Yamamoto Hirotaka, Tamura Tomokazu, Fukuhara Takausuke
Department of Microbiology and Immunology, Faculty of Medicine, Hokkaido University, Sapporo, Japan.
Institute for Vaccine Research and Development (IVReD), Hokkaido University, Sapporo, Japan.
Bio Protoc. 2025 Apr 20;15(8):e5275. doi: 10.21769/BioProtoc.5275.
Reverse genetics systems in virology are technologies used to generate recombinant viruses, enabling the manipulation of viral genes. Recombinant viruses facilitate the investigation of pathogenesis and the development of antivirals. In studies of positive-sense single-stranded RNA (ssRNA) viruses, a reverse genetics approach typically uses infectious viral cDNA clones derived from bacterial artificial chromosomes and plasmids or from the in vitro ligation of viral cDNA fragments. However, these methods are time-consuming, involve complex procedures, and do not always successfully generate recombinant viruses. Possible reasons for unsuccessful outcomes include i) viral sequences exhibiting toxicity in bacterial systems, ii) the duplication of viral genes observed in some strains, complicating the acquisition of correct cDNA clones, and iii) certain cell lines being highly susceptible to infection but difficult to transfect with nucleotides. For these reasons, a simple and rapid reverse genetics system is needed to accelerate research on ssRNA viruses. The circular polymerase extension reaction (CPER) method offers a solution by eliminating the need for molecular cloning in bacteria, enabling the generation of recombinant viruses over a shorter timeframe. This method has been widely adopted for the study of ssRNA viruses, including SARS-CoV-2 and flaviviruses. Recently, we expanded the CPER method for ssRNA viruses using internal ribosome entry site (IRES)-mediated translation. This protocol details the experimental procedures, using bovine viral diarrhea virus as an example-one of the most challenging viruses for generating viral cDNA clones because of the factors listed above. Key features • Rapid generation of recombinant positive-strand RNA viruses. • The CPER method eliminates the need for molecular cloning in bacteria, enabling the rapid generation of recombinant viruses. • The CPER method for ssRNA viruses enables efficient translation of viruses using IRES by incorporating the gene cassette of RNA Pol-I promoters and terminators.

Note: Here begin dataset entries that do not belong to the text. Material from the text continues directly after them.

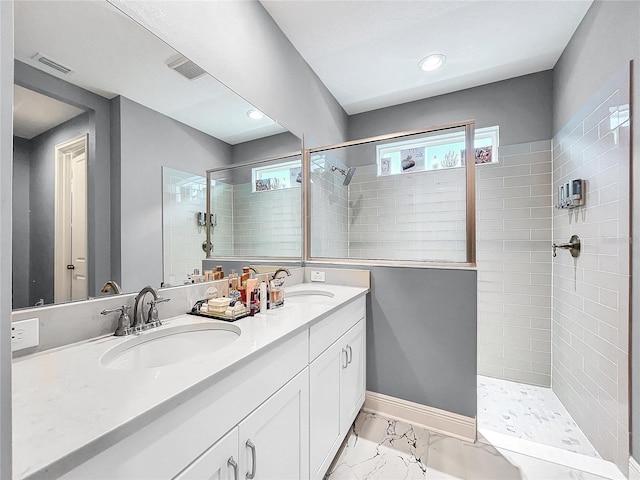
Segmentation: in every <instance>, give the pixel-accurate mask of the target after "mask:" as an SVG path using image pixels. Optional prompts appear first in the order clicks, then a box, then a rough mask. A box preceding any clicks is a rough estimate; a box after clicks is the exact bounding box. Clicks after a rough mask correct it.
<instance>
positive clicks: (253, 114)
mask: <svg viewBox="0 0 640 480" xmlns="http://www.w3.org/2000/svg"><path fill="white" fill-rule="evenodd" d="M247 117H249V118H250V119H252V120H261V119H263V118H264V113H262V112H261V111H260V110H249V111H248V112H247Z"/></svg>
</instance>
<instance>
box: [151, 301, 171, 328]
mask: <svg viewBox="0 0 640 480" xmlns="http://www.w3.org/2000/svg"><path fill="white" fill-rule="evenodd" d="M169 300H171V299H170V298H162V297H158V298H156V299H155V300H151V301H150V302H147V303H148V304H149V305H151V306H150V307H149V315H147V319H148V320H147V322H148V323H149V324H150V325H152V326H154V327H156V326H157V327H159V326H160V325H162V322H161V321H160V316H159V315H158V308H157V307H156V305H157V304H158V303H164V302H168V301H169Z"/></svg>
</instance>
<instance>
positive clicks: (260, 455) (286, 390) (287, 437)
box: [175, 369, 309, 480]
mask: <svg viewBox="0 0 640 480" xmlns="http://www.w3.org/2000/svg"><path fill="white" fill-rule="evenodd" d="M308 405H309V397H308V373H307V370H306V369H305V370H303V371H302V372H301V373H299V374H298V375H297V376H296V377H295V378H294V379H293V380H291V381H290V382H289V383H287V384H286V385H285V386H284V387H282V388H281V389H280V390H279V391H278V392H276V393H275V394H274V395H273V396H272V397H271V398H269V399H268V400H267V401H266V402H264V403H263V404H262V405H261V406H260V407H258V408H257V409H256V410H255V411H254V412H253V413H251V414H250V415H249V416H248V417H247V418H245V419H244V420H243V421H242V422H240V424H239V425H238V426H237V427H234V428H233V429H232V430H231V431H230V432H229V433H227V434H226V435H225V436H224V437H223V438H222V439H220V440H219V441H217V442H216V443H215V444H214V445H213V446H212V447H211V448H209V449H208V450H207V451H206V452H205V453H203V454H202V455H201V456H200V457H199V458H197V459H196V460H195V461H194V462H193V463H192V464H191V465H189V466H188V467H187V468H186V469H185V470H184V471H183V472H182V473H180V474H179V475H178V476H176V477H175V480H202V479H214V480H239V479H244V478H249V479H251V478H255V479H256V480H259V479H265V480H267V479H282V480H287V479H290V480H299V479H306V478H308V472H309V463H308V451H309V450H308V449H309V429H308V421H307V419H308V418H309V417H308V415H309V411H308Z"/></svg>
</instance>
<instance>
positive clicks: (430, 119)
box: [349, 71, 553, 145]
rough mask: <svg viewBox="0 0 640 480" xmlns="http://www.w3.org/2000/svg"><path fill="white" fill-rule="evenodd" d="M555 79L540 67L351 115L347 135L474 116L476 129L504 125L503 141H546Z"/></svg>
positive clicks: (430, 126)
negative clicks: (407, 101)
mask: <svg viewBox="0 0 640 480" xmlns="http://www.w3.org/2000/svg"><path fill="white" fill-rule="evenodd" d="M552 81H553V76H552V73H551V71H545V72H539V73H534V74H531V75H525V76H522V77H516V78H512V79H509V80H503V81H501V82H496V83H490V84H488V85H482V86H480V87H474V88H469V89H467V90H462V91H459V92H455V93H450V94H447V95H441V96H439V97H433V98H426V99H424V100H417V101H415V102H410V103H404V104H402V105H396V106H393V107H387V108H382V109H379V110H373V111H371V112H366V113H361V114H358V115H353V116H351V117H349V138H350V139H358V138H364V137H369V136H374V135H382V134H385V133H393V132H398V131H403V130H412V129H416V128H426V127H431V126H435V125H442V124H446V123H455V122H459V121H462V120H475V121H476V128H482V127H490V126H492V125H500V144H501V145H513V144H517V143H525V142H535V141H538V140H548V139H549V138H551V137H552V132H551V122H550V119H551V101H552Z"/></svg>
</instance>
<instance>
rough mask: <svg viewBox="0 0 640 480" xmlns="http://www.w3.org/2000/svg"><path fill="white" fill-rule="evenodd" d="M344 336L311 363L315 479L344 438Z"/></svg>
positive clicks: (311, 446)
mask: <svg viewBox="0 0 640 480" xmlns="http://www.w3.org/2000/svg"><path fill="white" fill-rule="evenodd" d="M346 355H347V354H346V351H345V349H344V343H343V342H342V339H340V340H338V341H337V342H336V343H334V344H333V345H332V346H331V347H329V348H328V349H327V350H325V351H324V352H323V353H322V354H321V355H320V356H319V357H318V358H316V359H315V360H314V361H313V363H311V365H309V432H310V439H309V447H310V452H309V463H310V471H311V478H312V479H316V478H317V479H321V478H322V477H323V475H324V473H325V472H326V471H327V469H328V468H329V465H330V464H331V461H332V460H333V454H334V452H335V451H336V450H337V449H338V447H339V446H340V445H339V444H340V442H342V435H341V431H340V375H341V370H342V369H343V368H346V363H347V358H346Z"/></svg>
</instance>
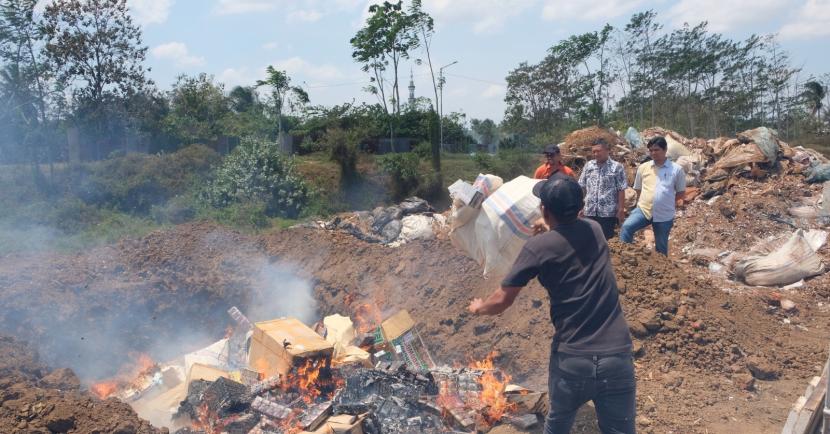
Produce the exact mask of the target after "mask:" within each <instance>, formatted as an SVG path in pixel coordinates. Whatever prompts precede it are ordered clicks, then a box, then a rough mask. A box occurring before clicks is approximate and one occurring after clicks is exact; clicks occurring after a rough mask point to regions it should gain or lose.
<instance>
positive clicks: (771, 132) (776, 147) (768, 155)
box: [738, 127, 781, 163]
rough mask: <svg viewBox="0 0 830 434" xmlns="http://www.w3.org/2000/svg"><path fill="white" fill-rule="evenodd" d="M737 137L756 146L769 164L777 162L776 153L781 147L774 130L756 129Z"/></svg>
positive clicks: (776, 157)
mask: <svg viewBox="0 0 830 434" xmlns="http://www.w3.org/2000/svg"><path fill="white" fill-rule="evenodd" d="M738 137H742V138H745V139H748V140H749V141H750V142H752V143H755V144H756V145H758V149H760V150H761V152H762V153H763V154H764V157H766V159H767V161H769V162H770V163H775V162H776V161H778V151H780V150H781V147H780V146H779V145H778V134H777V133H776V132H775V130H771V129H769V128H767V127H758V128H755V129H754V130H747V131H744V132H742V133H740V134H738Z"/></svg>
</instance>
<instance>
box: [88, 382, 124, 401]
mask: <svg viewBox="0 0 830 434" xmlns="http://www.w3.org/2000/svg"><path fill="white" fill-rule="evenodd" d="M116 390H118V383H117V382H115V381H104V382H101V383H95V384H93V385H92V386H90V387H89V391H90V392H92V393H93V394H94V395H95V396H97V397H98V398H99V399H107V398H108V397H110V396H112V394H114V393H115V391H116Z"/></svg>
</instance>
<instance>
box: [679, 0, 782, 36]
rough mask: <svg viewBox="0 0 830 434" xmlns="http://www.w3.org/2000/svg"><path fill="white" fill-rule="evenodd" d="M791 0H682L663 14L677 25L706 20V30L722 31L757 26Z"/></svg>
mask: <svg viewBox="0 0 830 434" xmlns="http://www.w3.org/2000/svg"><path fill="white" fill-rule="evenodd" d="M790 3H791V2H790V0H729V1H724V0H681V1H680V2H678V3H677V4H675V5H674V6H672V7H671V9H669V10H668V12H667V13H666V18H667V19H668V20H669V21H671V22H672V24H673V25H674V26H676V27H680V26H682V25H683V23H689V24H690V25H696V24H698V23H700V22H701V21H708V22H709V29H710V30H712V31H714V32H725V31H728V30H732V29H736V28H738V27H740V26H743V25H750V26H753V25H758V24H759V23H765V22H768V21H769V19H770V17H776V16H780V15H781V14H783V13H784V12H786V11H787V10H788V9H790V8H792V5H791V4H790Z"/></svg>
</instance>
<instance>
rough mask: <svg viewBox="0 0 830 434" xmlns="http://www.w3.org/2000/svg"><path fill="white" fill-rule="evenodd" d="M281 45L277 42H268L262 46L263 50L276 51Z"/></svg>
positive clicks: (268, 41) (262, 48) (280, 44)
mask: <svg viewBox="0 0 830 434" xmlns="http://www.w3.org/2000/svg"><path fill="white" fill-rule="evenodd" d="M280 45H281V44H280V43H279V42H277V41H268V42H266V43H264V44H262V49H263V50H276V49H277V48H279V47H280Z"/></svg>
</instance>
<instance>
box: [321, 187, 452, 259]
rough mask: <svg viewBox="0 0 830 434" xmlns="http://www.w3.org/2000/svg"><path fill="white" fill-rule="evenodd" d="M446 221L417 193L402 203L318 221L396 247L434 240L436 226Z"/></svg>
mask: <svg viewBox="0 0 830 434" xmlns="http://www.w3.org/2000/svg"><path fill="white" fill-rule="evenodd" d="M444 221H445V220H444V216H442V215H440V214H436V213H435V210H434V209H433V208H432V206H430V204H429V203H428V202H427V201H425V200H423V199H421V198H418V197H414V196H413V197H410V198H408V199H405V200H404V201H403V202H401V203H399V204H398V205H393V206H389V207H377V208H375V209H374V210H372V211H371V212H369V211H358V212H354V213H347V214H341V215H338V216H336V217H335V218H334V219H332V220H330V221H327V222H318V224H319V225H320V226H321V227H322V228H324V229H327V230H340V231H344V232H346V233H349V234H351V235H353V236H354V237H355V238H357V239H360V240H363V241H366V242H369V243H381V244H385V245H389V246H392V247H396V246H399V245H401V244H403V243H406V242H408V241H412V240H416V239H433V238H434V237H435V235H434V234H435V231H434V226H436V225H437V226H441V225H443V224H444Z"/></svg>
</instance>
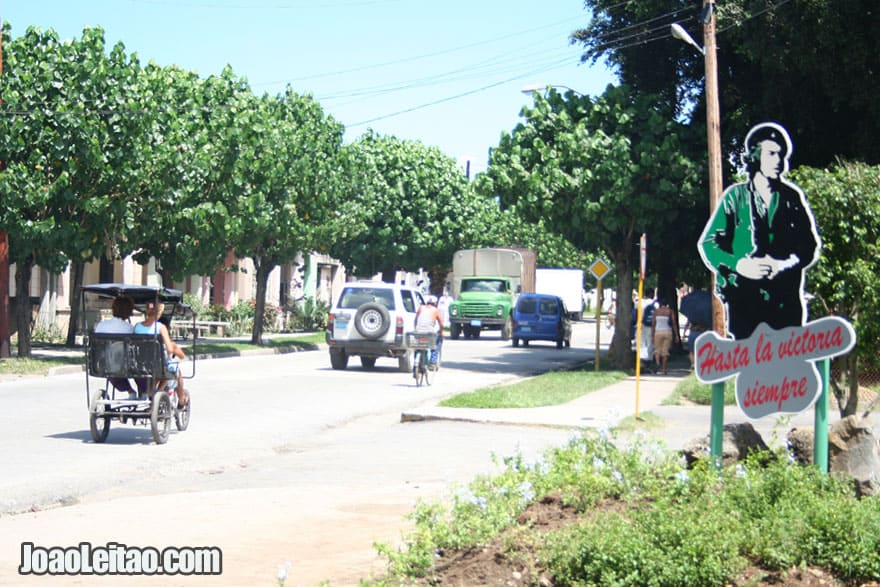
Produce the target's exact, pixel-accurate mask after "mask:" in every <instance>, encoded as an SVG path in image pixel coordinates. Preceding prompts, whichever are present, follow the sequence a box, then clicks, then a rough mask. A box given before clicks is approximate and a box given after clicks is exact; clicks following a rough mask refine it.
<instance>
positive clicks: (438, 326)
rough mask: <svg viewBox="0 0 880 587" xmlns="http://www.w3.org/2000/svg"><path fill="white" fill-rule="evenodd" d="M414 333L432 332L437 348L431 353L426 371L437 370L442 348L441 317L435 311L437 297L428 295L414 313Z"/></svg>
mask: <svg viewBox="0 0 880 587" xmlns="http://www.w3.org/2000/svg"><path fill="white" fill-rule="evenodd" d="M415 331H416V332H417V333H425V332H433V333H435V334H436V335H437V348H436V349H434V350H433V351H431V355H430V356H431V358H430V360H429V362H428V369H430V370H431V371H436V370H437V361H438V360H439V358H440V349H441V347H442V346H443V315H442V314H441V313H440V310H438V309H437V296H432V295H429V296H428V297H427V298H425V303H424V305H421V306H419V309H418V310H417V311H416V321H415Z"/></svg>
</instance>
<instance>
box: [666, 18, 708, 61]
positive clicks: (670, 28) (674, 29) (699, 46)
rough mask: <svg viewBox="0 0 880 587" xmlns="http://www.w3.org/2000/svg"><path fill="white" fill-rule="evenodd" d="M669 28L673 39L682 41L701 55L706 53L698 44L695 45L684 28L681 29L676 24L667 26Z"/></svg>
mask: <svg viewBox="0 0 880 587" xmlns="http://www.w3.org/2000/svg"><path fill="white" fill-rule="evenodd" d="M669 28H670V30H671V31H672V36H673V37H675V38H676V39H678V40H679V41H684V42H685V43H687V44H688V45H690V46H692V47H696V49H697V51H699V52H700V53H702V54H703V55H706V51H705V50H704V49H703V48H702V47H700V45H699V44H697V42H696V41H695V40H694V38H693V37H692V36H691V35H690V33H688V32H687V31H686V30H684V27H682V26H681V25H680V24H678V23H677V22H674V23H672V24H671V25H669Z"/></svg>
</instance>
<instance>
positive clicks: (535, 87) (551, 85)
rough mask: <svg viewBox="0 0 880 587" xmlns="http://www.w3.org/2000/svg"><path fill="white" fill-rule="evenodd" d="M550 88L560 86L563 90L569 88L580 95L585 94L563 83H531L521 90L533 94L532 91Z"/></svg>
mask: <svg viewBox="0 0 880 587" xmlns="http://www.w3.org/2000/svg"><path fill="white" fill-rule="evenodd" d="M550 88H558V89H562V90H568V91H569V92H574V93H575V94H577V95H578V96H584V95H586V94H584V93H583V92H579V91H577V90H576V89H574V88H570V87H568V86H564V85H562V84H530V85H528V86H525V87H524V88H523V89H522V90H520V91H521V92H522V93H523V94H531V93H532V92H538V91H541V90H544V91H547V90H549V89H550Z"/></svg>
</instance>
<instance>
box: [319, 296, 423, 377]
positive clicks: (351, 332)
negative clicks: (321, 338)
mask: <svg viewBox="0 0 880 587" xmlns="http://www.w3.org/2000/svg"><path fill="white" fill-rule="evenodd" d="M423 303H424V301H423V299H422V294H421V293H420V292H419V291H418V290H416V289H413V288H410V287H406V286H402V285H395V284H393V283H383V282H379V281H360V282H352V283H347V284H345V287H344V288H343V290H342V293H341V294H340V295H339V299H338V300H337V302H336V305H334V306H333V307H332V308H331V309H330V315H329V316H328V320H327V336H326V339H327V344H328V345H330V365H331V366H332V367H333V368H334V369H345V367H346V366H347V365H348V357H350V356H353V355H359V356H360V358H361V365H363V366H364V368H365V369H372V368H373V367H375V365H376V359H378V358H379V357H394V358H396V359H397V362H398V363H397V364H398V367H399V368H400V370H401V371H406V372H409V371H411V370H412V351H411V350H409V349H407V348H406V335H407V333H409V332H412V331H413V329H414V324H415V318H416V310H418V308H419V306H420V305H421V304H423Z"/></svg>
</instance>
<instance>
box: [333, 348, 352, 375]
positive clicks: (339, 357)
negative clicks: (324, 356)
mask: <svg viewBox="0 0 880 587" xmlns="http://www.w3.org/2000/svg"><path fill="white" fill-rule="evenodd" d="M330 366H331V367H333V368H334V369H336V370H338V371H341V370H343V369H345V367H346V366H348V354H347V353H346V352H345V350H344V349H339V350H332V349H331V350H330Z"/></svg>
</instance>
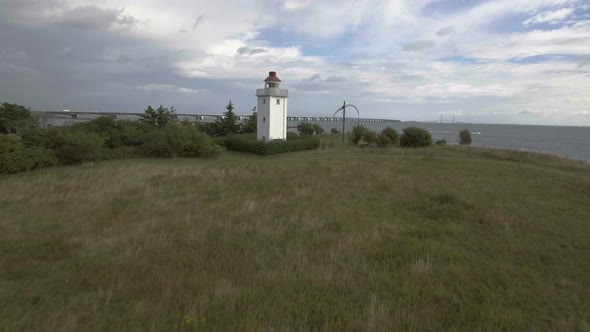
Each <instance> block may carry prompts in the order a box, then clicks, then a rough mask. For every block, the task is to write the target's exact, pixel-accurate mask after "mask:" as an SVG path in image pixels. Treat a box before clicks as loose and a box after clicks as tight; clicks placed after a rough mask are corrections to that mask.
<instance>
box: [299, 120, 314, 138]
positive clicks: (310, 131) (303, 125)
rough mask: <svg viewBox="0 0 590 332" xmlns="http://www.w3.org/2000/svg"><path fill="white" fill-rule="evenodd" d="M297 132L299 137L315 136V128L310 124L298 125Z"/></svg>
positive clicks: (306, 123) (308, 123)
mask: <svg viewBox="0 0 590 332" xmlns="http://www.w3.org/2000/svg"><path fill="white" fill-rule="evenodd" d="M297 131H298V132H299V135H313V133H314V132H315V130H314V127H313V125H312V124H311V123H309V122H301V123H300V124H298V125H297Z"/></svg>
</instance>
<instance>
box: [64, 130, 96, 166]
mask: <svg viewBox="0 0 590 332" xmlns="http://www.w3.org/2000/svg"><path fill="white" fill-rule="evenodd" d="M103 144H104V139H103V138H102V137H100V135H98V134H96V133H84V132H71V133H68V134H67V135H66V136H65V137H64V138H63V145H62V146H61V147H58V148H57V150H56V154H57V157H58V158H59V160H60V162H61V163H62V164H65V165H77V164H81V163H83V162H86V161H96V160H99V159H100V158H101V151H102V147H103Z"/></svg>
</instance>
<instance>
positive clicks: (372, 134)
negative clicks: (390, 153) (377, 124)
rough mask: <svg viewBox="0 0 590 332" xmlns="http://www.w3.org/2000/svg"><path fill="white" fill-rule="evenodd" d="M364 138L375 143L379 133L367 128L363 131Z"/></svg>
mask: <svg viewBox="0 0 590 332" xmlns="http://www.w3.org/2000/svg"><path fill="white" fill-rule="evenodd" d="M363 140H364V141H365V142H366V143H368V144H373V143H376V142H377V133H376V132H374V131H372V130H369V129H367V130H365V132H364V133H363Z"/></svg>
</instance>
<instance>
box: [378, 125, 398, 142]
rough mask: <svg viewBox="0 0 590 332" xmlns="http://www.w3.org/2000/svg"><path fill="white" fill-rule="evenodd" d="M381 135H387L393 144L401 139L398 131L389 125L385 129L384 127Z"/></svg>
mask: <svg viewBox="0 0 590 332" xmlns="http://www.w3.org/2000/svg"><path fill="white" fill-rule="evenodd" d="M381 135H384V136H387V138H389V141H390V142H391V143H392V144H397V142H398V141H399V134H398V132H397V131H396V130H395V129H393V128H391V127H387V128H385V129H383V130H382V131H381Z"/></svg>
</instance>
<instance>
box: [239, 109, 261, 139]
mask: <svg viewBox="0 0 590 332" xmlns="http://www.w3.org/2000/svg"><path fill="white" fill-rule="evenodd" d="M257 123H258V116H257V115H256V106H254V107H253V108H252V115H250V117H249V118H248V119H247V120H246V121H244V123H242V133H244V134H249V133H255V132H256V130H257V129H258V125H257Z"/></svg>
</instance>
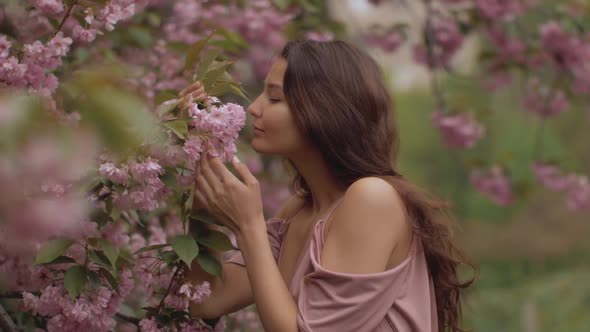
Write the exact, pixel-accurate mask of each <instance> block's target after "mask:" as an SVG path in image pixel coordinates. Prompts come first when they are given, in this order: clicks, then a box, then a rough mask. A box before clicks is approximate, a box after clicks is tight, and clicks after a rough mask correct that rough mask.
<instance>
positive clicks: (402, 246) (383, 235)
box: [322, 177, 411, 273]
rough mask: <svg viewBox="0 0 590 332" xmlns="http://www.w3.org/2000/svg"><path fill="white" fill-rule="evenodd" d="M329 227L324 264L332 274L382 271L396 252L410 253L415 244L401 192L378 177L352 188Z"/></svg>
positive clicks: (324, 245)
mask: <svg viewBox="0 0 590 332" xmlns="http://www.w3.org/2000/svg"><path fill="white" fill-rule="evenodd" d="M329 225H330V227H329V229H328V231H327V232H326V233H327V235H326V239H325V245H324V250H323V251H322V264H323V265H324V267H325V268H326V269H328V270H332V271H338V272H347V273H375V272H382V271H384V270H386V269H387V265H388V263H389V262H390V257H391V256H392V254H393V253H394V251H395V250H398V249H399V250H400V251H407V248H408V246H409V242H410V241H411V232H410V230H411V228H410V225H409V222H408V218H407V216H406V211H405V206H404V203H403V200H402V198H401V196H400V194H399V192H398V191H397V190H396V189H395V188H394V187H393V186H392V185H391V184H390V183H389V182H387V181H385V180H383V179H380V178H377V177H367V178H362V179H360V180H358V181H356V182H354V183H353V184H352V185H350V186H349V188H348V190H347V191H346V193H345V195H344V198H343V199H342V201H341V203H340V205H339V206H338V207H337V208H336V210H335V211H334V213H333V214H332V216H331V220H330V221H329Z"/></svg>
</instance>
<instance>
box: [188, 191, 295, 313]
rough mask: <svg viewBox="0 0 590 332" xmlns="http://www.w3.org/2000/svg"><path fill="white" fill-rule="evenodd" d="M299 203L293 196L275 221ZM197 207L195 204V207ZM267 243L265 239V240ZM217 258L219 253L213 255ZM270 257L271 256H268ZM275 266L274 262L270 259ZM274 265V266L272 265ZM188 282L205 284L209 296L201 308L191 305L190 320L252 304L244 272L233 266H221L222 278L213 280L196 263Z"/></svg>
mask: <svg viewBox="0 0 590 332" xmlns="http://www.w3.org/2000/svg"><path fill="white" fill-rule="evenodd" d="M301 202H302V201H301V199H300V198H299V197H298V196H296V195H293V196H291V198H289V199H288V200H287V201H286V202H285V203H284V204H283V206H282V207H281V208H280V209H279V211H278V212H277V213H276V215H275V217H277V218H286V217H287V216H289V215H290V214H291V213H292V212H293V211H294V209H296V208H297V206H298V205H299V204H301ZM198 204H199V203H198V202H194V206H197V205H198ZM265 241H266V243H268V237H266V238H265ZM214 255H216V256H217V257H218V258H220V256H221V255H220V254H219V253H214ZM271 257H272V253H271ZM273 262H274V259H273ZM275 265H276V263H275ZM186 279H187V281H189V282H191V283H193V284H195V285H196V284H200V283H202V282H203V281H208V282H209V283H210V284H211V295H210V296H209V298H207V300H205V301H204V302H202V303H200V304H191V305H190V308H189V311H190V313H191V316H193V317H200V318H205V319H211V318H218V317H221V316H223V315H227V314H230V313H232V312H235V311H238V310H240V309H242V308H244V307H246V306H248V305H251V304H252V303H253V302H254V298H253V296H252V289H251V287H250V281H249V278H248V273H247V271H246V268H245V267H243V266H240V265H237V264H233V263H223V264H222V277H221V278H220V277H215V276H212V275H210V274H208V273H207V272H205V271H204V270H203V269H202V268H201V266H200V265H199V264H198V263H197V262H196V261H195V262H193V264H192V265H191V270H190V271H189V272H188V273H187V275H186Z"/></svg>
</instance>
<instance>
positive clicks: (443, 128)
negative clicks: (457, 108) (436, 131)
mask: <svg viewBox="0 0 590 332" xmlns="http://www.w3.org/2000/svg"><path fill="white" fill-rule="evenodd" d="M432 120H433V121H434V124H435V125H436V127H437V128H438V129H439V130H440V132H441V134H442V137H443V140H444V142H445V144H446V145H447V146H448V147H450V148H460V149H467V148H472V147H473V146H474V145H475V143H477V141H478V140H479V139H480V138H481V137H482V136H483V135H484V134H485V127H483V126H482V125H481V124H479V123H478V122H476V121H475V120H474V119H473V117H472V115H471V113H468V112H462V113H456V114H442V112H440V111H436V112H434V113H433V114H432Z"/></svg>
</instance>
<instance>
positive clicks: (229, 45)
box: [209, 40, 240, 53]
mask: <svg viewBox="0 0 590 332" xmlns="http://www.w3.org/2000/svg"><path fill="white" fill-rule="evenodd" d="M209 44H211V45H213V46H217V47H219V48H222V49H223V50H225V51H228V52H234V53H237V52H239V51H240V48H239V47H238V46H237V45H236V43H234V42H232V41H230V40H212V41H210V42H209Z"/></svg>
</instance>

病毒学中的反向遗传学系统是用于产生重组病毒的技术,可实现对病毒基因的操控。重组病毒有助于发病机制的研究以及抗病毒药物的开发。在正链单链RNA(ssRNA)病毒的研究中,反向遗传学方法通常使用源自细菌人工染色体和质粒或病毒cDNA片段体外连接的感染性病毒cDNA克隆。然而,这些方法耗时、程序复杂,且并非总能成功产生重组病毒。结果不成功的可能原因包括:i)病毒序列在细菌系统中表现出毒性;ii)在某些毒株中观察到病毒基因重复,使得获取正确的cDNA克隆变得复杂;iii)某些细胞系极易感染但难以用核苷酸转染。由于这些原因,需要一种简单快速的反向遗传学系统来加速对ssRNA病毒的研究。环化聚合酶延伸反应(CPER)方法提供了一种解决方案,它无需在细菌中进行分子克隆,能够在更短的时间内产生重组病毒。该方法已被广泛应用于包括严重急性呼吸综合征冠状病毒2(SARS-CoV-2)和黄病毒在内的ssRNA病毒研究。最近,我们利用内部核糖体进入位点(IRES)介导的翻译扩展了用于ssRNA病毒的CPER方法。本方案详细介绍了实验步骤,以牛病毒性腹泻病毒为例——由于上述因素,它是产生病毒cDNA克隆最具挑战性的病毒之一。
关键特性
• 快速产生重组正链RNA病毒。
• CPER方法无需在细菌中进行分子克隆,能够快速产生重组病毒。
• 用于ssRNA病毒的CPER方法通过整合RNA聚合酶I启动子和终止子的基因盒,利用IRES实现病毒的高效翻译。